What was advertised in a colonial newspaper 250 years ago this week?

sep-14-9131766-providence-gazette
Providence Gazette (September 13, 1744).

“Likewise to be sold at the same Place …”

Most readers of the Providence Gazette in 1766 probably would not have paused to question if this constituted one advertisement or two separate advertisements. For historians of printing and/or advertising interested in quantifying and analyzing the number of advertisements that appeared in colonial newspapers, on the other hand, it raises a conundrum.

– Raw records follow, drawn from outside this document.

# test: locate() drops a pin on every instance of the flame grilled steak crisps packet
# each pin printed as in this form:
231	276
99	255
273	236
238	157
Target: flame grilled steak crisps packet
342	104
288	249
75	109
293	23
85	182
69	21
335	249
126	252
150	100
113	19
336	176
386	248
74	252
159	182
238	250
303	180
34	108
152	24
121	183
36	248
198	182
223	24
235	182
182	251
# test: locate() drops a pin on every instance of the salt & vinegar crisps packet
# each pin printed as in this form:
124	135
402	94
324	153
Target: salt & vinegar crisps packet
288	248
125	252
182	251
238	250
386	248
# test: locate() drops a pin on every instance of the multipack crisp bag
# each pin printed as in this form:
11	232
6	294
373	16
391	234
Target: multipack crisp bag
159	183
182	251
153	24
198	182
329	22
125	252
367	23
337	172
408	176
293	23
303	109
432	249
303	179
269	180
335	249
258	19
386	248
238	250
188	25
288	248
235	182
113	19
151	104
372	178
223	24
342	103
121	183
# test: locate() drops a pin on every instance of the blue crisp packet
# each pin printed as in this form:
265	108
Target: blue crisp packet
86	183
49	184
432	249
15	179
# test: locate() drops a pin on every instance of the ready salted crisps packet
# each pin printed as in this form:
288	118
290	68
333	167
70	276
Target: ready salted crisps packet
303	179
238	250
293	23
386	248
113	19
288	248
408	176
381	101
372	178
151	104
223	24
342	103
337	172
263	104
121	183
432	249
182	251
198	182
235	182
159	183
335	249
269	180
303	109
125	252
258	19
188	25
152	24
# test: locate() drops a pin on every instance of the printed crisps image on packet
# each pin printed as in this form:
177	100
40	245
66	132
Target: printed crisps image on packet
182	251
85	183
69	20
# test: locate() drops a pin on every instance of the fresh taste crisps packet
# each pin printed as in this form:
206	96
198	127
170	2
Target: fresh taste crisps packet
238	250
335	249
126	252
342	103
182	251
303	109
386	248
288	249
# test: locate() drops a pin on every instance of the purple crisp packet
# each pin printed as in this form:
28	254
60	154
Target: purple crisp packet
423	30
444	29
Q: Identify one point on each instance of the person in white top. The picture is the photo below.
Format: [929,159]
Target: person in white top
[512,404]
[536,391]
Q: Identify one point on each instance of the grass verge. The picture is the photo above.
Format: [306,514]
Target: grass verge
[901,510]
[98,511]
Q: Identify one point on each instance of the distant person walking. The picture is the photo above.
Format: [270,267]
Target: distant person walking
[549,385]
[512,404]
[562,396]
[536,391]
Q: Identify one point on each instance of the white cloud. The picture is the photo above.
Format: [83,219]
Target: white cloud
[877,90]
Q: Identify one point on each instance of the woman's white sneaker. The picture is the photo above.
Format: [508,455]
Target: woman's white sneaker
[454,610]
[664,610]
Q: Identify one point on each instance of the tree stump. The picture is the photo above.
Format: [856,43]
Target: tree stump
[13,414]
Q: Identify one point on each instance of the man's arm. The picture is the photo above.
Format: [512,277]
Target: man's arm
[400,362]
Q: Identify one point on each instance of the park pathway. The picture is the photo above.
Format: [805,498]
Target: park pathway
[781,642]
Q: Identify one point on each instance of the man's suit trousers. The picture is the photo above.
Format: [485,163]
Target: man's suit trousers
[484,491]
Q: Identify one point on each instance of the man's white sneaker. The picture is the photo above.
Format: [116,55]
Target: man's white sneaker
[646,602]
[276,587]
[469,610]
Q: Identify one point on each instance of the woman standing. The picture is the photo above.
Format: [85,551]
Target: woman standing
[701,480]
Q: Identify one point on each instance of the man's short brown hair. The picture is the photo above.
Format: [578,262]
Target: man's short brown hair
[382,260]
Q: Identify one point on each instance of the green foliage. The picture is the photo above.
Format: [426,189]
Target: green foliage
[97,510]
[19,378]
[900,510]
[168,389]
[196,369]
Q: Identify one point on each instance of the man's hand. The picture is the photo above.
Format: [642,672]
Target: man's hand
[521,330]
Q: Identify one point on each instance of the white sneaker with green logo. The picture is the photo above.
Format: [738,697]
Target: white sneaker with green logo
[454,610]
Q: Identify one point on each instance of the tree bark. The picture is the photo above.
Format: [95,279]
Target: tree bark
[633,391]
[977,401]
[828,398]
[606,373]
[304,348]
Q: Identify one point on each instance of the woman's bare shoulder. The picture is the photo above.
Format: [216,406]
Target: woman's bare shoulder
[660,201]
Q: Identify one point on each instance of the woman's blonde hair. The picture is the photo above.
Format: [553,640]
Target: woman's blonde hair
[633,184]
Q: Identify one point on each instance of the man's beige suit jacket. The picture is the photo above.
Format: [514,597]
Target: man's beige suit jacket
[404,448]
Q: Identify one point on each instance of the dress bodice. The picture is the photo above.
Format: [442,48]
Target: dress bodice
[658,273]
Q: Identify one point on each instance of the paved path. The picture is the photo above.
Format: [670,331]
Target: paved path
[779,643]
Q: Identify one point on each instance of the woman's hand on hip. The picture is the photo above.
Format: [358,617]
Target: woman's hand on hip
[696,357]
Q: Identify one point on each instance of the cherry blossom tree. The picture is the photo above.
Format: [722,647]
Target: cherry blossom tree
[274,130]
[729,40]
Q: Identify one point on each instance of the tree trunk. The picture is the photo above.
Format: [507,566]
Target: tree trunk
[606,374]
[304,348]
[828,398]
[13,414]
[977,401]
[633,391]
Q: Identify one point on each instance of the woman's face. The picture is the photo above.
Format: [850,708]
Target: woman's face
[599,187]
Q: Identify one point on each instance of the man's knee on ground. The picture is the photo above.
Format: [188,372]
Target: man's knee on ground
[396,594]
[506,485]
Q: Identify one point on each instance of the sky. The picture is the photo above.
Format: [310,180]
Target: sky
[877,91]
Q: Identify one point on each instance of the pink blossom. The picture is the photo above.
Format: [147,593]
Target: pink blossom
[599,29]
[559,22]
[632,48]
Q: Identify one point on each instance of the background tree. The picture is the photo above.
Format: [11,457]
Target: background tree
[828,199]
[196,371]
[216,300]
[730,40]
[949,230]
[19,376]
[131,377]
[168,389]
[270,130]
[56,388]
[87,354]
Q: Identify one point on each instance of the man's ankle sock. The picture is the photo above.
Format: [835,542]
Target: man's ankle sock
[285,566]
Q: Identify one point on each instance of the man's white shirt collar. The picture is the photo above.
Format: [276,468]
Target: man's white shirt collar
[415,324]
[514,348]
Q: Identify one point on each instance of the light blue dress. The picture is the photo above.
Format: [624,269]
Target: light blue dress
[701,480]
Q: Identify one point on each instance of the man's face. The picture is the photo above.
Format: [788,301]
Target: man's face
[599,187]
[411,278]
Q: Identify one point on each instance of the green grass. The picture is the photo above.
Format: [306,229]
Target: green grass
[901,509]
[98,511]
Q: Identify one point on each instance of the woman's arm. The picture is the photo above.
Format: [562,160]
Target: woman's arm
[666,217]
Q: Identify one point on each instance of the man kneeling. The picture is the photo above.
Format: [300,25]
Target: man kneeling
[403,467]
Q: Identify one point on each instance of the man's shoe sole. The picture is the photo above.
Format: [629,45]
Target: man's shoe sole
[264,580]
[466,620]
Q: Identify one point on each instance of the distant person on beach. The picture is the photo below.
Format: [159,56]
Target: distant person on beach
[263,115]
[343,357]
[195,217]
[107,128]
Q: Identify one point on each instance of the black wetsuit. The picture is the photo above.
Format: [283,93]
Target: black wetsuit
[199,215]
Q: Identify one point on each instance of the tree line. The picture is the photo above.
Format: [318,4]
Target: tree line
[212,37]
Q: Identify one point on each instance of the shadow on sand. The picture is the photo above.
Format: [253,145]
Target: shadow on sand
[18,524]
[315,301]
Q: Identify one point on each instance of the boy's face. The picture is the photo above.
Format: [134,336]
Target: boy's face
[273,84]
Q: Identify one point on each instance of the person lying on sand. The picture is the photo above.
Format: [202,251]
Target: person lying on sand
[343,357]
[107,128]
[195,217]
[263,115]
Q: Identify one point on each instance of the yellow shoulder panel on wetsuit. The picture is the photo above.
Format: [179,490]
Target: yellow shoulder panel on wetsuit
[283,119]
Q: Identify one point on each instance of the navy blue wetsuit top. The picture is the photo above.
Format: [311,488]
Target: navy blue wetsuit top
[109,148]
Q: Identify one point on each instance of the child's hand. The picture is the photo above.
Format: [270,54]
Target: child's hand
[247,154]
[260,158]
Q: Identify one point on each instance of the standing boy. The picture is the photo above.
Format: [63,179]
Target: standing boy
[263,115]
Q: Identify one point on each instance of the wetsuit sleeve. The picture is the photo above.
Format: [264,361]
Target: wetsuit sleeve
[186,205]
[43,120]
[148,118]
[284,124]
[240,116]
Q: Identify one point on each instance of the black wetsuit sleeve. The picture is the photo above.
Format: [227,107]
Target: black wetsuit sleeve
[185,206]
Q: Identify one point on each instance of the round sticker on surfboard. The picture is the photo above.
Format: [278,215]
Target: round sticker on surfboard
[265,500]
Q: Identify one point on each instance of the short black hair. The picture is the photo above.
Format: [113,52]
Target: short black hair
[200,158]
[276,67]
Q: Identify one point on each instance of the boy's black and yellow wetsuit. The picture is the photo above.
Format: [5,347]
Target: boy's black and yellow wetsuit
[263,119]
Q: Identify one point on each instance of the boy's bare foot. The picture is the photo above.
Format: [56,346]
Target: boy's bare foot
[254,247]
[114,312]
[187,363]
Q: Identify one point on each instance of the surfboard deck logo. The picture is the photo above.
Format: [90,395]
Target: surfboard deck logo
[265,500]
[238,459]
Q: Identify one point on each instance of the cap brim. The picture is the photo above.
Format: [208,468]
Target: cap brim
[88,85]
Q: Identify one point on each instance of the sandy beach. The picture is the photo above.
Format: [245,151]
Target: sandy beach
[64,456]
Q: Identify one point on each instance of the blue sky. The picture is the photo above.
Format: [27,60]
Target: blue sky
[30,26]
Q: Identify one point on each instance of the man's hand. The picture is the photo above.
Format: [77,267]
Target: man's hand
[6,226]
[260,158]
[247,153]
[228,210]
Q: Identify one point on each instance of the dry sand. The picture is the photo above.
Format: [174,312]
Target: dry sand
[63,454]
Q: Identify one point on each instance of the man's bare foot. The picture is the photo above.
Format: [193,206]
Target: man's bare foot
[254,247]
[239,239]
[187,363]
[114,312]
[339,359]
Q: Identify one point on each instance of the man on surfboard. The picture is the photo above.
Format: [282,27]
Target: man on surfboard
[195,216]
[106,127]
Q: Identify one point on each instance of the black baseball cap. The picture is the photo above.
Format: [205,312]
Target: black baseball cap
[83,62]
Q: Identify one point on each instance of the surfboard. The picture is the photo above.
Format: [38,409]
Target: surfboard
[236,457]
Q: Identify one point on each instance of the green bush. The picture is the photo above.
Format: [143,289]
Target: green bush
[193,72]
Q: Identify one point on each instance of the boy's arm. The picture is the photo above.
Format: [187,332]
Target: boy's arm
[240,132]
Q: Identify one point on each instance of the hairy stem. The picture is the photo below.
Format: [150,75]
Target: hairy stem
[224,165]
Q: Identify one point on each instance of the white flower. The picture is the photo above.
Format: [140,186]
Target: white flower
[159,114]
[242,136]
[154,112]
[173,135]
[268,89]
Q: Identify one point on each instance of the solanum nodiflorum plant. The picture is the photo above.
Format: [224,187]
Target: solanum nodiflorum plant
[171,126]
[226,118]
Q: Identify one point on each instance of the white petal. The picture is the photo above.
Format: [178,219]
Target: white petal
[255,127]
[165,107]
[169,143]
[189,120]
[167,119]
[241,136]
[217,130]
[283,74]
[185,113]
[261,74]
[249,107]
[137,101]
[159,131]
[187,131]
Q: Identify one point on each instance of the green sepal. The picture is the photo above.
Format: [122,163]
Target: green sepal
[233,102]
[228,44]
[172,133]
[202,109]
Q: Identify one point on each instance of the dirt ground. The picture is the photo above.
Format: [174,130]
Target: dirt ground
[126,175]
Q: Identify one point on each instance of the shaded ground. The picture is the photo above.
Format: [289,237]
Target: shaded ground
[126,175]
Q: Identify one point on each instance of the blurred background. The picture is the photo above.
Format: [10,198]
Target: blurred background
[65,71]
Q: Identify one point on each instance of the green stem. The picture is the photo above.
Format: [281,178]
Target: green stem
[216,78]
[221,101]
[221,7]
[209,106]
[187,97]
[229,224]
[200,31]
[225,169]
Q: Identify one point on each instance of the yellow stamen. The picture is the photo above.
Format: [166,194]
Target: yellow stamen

At first glance, it appears to be a single advertisement, especially since the phrase “Likewise to be sold at the same place” functions as a transition from a list of books for sale to a more elaborate description of a particular book sold by the same advertiser. However, the two halves of this advertisement appeared separately, in different columns, in the previous issue. The list of books appeared at the bottom of a column and the advertisement for the pamphlet on making pearl ashes was at the top of the next column. This would have had the effect of presenting them sequentially to anybody who read the newspaper from first page to last, even through they were spatially separated. The printer likely intended them to be distinct, yet related advertisements. Still, the absence of a line separating them when they appeared one above the other (the same sort of line that defined the boundaries of other advertisements that appeared in the issue) serves as a visual cue indicating a single advertisement.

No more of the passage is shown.